Axl and Ror2 targeted CAB-CAR-T cellular products to be tested in patients with refractory, metastatic kidney cancer
SAN DIEGO, CA – January 8, 2018 - BioAtla® LLC, a global biotechnology company focused on the development of Conditionally Active Biologic (CAB) protein therapeutics, announced today that Shanghai Sinobioway Sunterra Biotechnology, a partner of F1 Oncology, Inc., has received ethics committee approval of a clinical trial for two novel, conditionally active chimeric antigen receptor T cell (CAB-CAR-T) product candidates targeting Axl and Ror2 for the treatment of metastatic renal cell carcinoma. The precision medicine-driven clinical trial will enroll patients in China with multi-organ, recurrent/refractory metastatic renal cell carcinoma based on expression of the Axl or Ror2 targets in tumor biopsy. F1 Oncology, BioAtla’s partner in CAB technology applications for adoptive cellular therapies (ACTs), combines BioAtla’s CAB technology with F1 Oncology’s proprietary technologies with the goal of developing and commercializing CAB-CAR-T therapies for the treatment of solid tumor malignancies. CAB-CAR-T cell therapies are designed to be conditionally active only in the tumor microenvironment and may therefore help reduce potential adverse events associated with on-target, off-tumor effects of CAR-T therapies.
In 2016 BioAtla granted F1 Oncology an exclusive worldwide license under patents and know-how controlled by BioAtla to discover, develop, manufacture and commercialize ACT preparations and treatments for cancer. The amended financial terms of this license to F1 Oncology include a mid-single digit royalty outside of China, Hong Kong, Macau and Taiwan (the Territory) and a low single-digit royalty within the Territory. BioAtla has a majority, non-controlling interest in the outstanding capital stock of F1 Oncology and has no funding or financial obligation.
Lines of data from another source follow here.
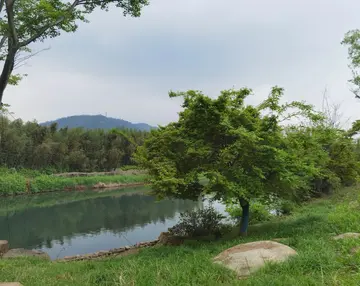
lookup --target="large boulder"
[3,248,50,260]
[0,240,9,257]
[214,241,296,278]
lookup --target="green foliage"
[169,206,225,237]
[341,30,360,98]
[0,185,360,286]
[0,171,147,196]
[136,87,326,235]
[0,116,148,174]
[276,200,296,215]
[0,174,26,196]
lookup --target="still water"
[0,188,224,259]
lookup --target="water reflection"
[0,190,203,258]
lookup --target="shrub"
[226,202,273,224]
[276,200,296,215]
[169,207,225,237]
[0,173,26,195]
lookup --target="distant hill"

About Conditionally Active Biologics (CABs)
Conditionally Active Biologic proteins are generated using BioAtla’s proprietary protein discovery, evolution and expression technologies. These proteins can be monoclonal antibodies, enzymes and other proteins designed with functions dependent on changes in microphysiological conditions (e.g., pH level, oxidation, temperature, pressure, presence of certain ions, hydrophobicity and combinations thereof) both outside and inside cells.
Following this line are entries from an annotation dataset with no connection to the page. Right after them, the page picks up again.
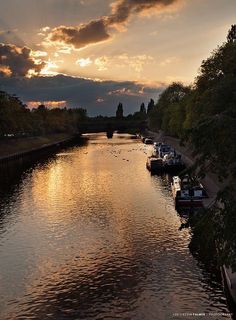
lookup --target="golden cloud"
[47,0,183,49]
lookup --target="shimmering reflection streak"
[0,134,230,320]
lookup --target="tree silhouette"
[147,99,155,114]
[140,103,146,115]
[116,102,123,119]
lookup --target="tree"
[227,24,236,42]
[116,102,123,119]
[140,102,146,115]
Studies have shown that cancerous tumors create highly specific conditions at their site that are not present in normal tissue. These cancerous microenvironments are primarily a result of the well understood unique glycolytic metabolism associated with cancer cells, referred to as the Warburg Effect. CAB proteins are designed to deliver their therapeutic payload and/or recruit the immune response in specific and selected locations and conditions within the body and to be active only in the presence of a particular cellular microenvironment. In addition, the activation is designed to be reversible to repeatedly switch ‘on and off’ should the CAB move from a diseased to a normal cellular microenvironment and vice versa. CABs can be developed in a variety of formats including antibodies, antibody drug conjugates (ADCs), bi-specifics, chimeric antigen receptor T-cells (CAR-Ts) and combination therapies.